A somewhat similar situation arose in the case of In re Election of Straban Township School Directors, 30 D. & C. 651. In that case, Harmon Beamer was a candidate for the office of school director on the Republican ticket. Votes cast for him at the primary were returned by the local election board as having been cast for “Herman Benner”, and “Herman Benner”, having received the majority of the votes, was returned *407as the nominee of the Republican party. The name of “Herman Benner” was printed on the ballots for the general election and “Herman Benner” was elected.
There was no person in the township bearing the name “Herman Benner”. Harmon Beamer sought to have himself declared elected, but the court held that the misstatement of the name of the candidate rendered the ballot so defective as to be calculated to mislead the voters, and that the defective condition of the ballots may have affected the result of the entire election for the particular office; and accordingly the election was held invalid, and that a vacancy in the office existed.
The case now before us is even stronger, for here there actually was a person by the name of “George B. Zug,” who received the majority of the votes at the municipal election. In the case above cited it was pointed out that the only remedy was to have corrected the error immediately following the primary election, under section 1703 of the Pennsylvania Election Code.

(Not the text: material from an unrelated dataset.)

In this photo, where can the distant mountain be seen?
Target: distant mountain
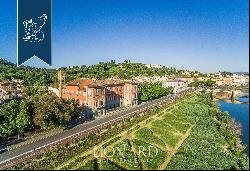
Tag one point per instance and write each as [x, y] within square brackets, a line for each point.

Relator herein asks us to apply the provisions of section 13 of the Act of April 13,1840, P. L. 319,12 PS §2040, which provides that, in a proceeding for a writ of quo warranto, when, after judgment of ouster, it cannot be ascertained who is duly elected, the court may order a new election to fill the office to be held at such time thereafter as shall be appointed by the court. We do not feel that we can order a new election in the present situation. In the first place, it will be observed that the act is not mandatory, but discretionary, for it is provided that the court “may” order a new election. In the second place, there is no machinery provided by any existing election laws for any such special election.
In view of all the foregoing we must, regretfully, dismiss the writ of quo warranto. Relator herein was an active candidate for the office of Burgess of the Borough of Mt. Holly Springs, and if the facts set forth in the suggestion for the writ are true, and we must *408assume them so to be, it is indeed regretful that he has been deprived of the office by the unfortunate errors committed by the borough election officers and the county election board. These errors, however, as we have pointed out, could have been corrected at the proper time.
And now, February 13, 1942, the writ of quo warranto is hereby dismissed.